Just been watching The Culture Show, which this week featured Mark Kermode inviting Alistair Campbell to watch Armando Ianucci's film In The Loop - the big screen version of The Thick Of It. The character of foul-mouthed spin doctor Malcolm Tucker was, of course, famously inspired by Campbell.
It's fair to say that Campbell was rather less impressed with the film than Kermode was. Kermode found it very funny, largely because he accepts its depiction of politics as a venal, corrupt business. By contrast, Campbell felt that the film was largely a cartoon which bore little real relation to the way politics actually operates. He also laid into Kermode for his cynicism.
Now, Campbell probably isn't the best person to make this case, given his role at the heart of a government which took this country to war on a false premise. But he is right to say that the view of politics as a wholly corrupt practice is pretty much without foundation.
Most politicians I know are dedicated, hard-working individuals who genuinely wish to make a difference to the people they represent. I admit that it's mainly Lib Dem politicians that I know, so perhaps my experiences are not entirely representative, but I suspect the same is true of people from all parties. Yes, politicians are human and they make mistakes and quite often they'll say and do things for political convenience, but on the whole they are not corrupt or wholly self-serving.
And that's why I find it difficult to get too worked up about the latest expenses scandals swirling around Westminster. Yes, there will always be a small minority of politicians who seek to exploit their position for their own gain, but most aren't in it for what they can get out of it.
That's not to say there aren't issues which need to be addressed with regard to the regime surrounding MPs' expenses: the cases of Derek Conway, Jacqui Smith and Tony McNulty quite clearly shows that there are. Although only the first of those has, so far, been found to have broken the (fairly generous) rules, the public anger that's resulted probably makes the current system untenable.

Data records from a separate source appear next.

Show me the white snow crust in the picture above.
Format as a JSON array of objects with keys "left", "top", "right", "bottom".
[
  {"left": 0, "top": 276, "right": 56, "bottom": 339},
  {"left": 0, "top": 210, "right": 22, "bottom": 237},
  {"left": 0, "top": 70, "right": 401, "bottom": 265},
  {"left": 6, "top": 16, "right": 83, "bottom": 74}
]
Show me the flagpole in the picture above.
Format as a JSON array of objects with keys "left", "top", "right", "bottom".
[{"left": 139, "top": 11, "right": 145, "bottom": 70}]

But any changes to the system must recognise the important role which politicians play and be sufficiently generous to enable people from a wide range of backgrounds to play their part in public life. And while it is right that the loopholes on the second home allowance and on MPs' earnings outside Parliament are tightened, we should recognise that politicians in this country are not wholly venal and corrupt, and in fact are a pretty decent bunch overall. And so, although I never thought I'd find myself saying this, Alistair Campbell has a point.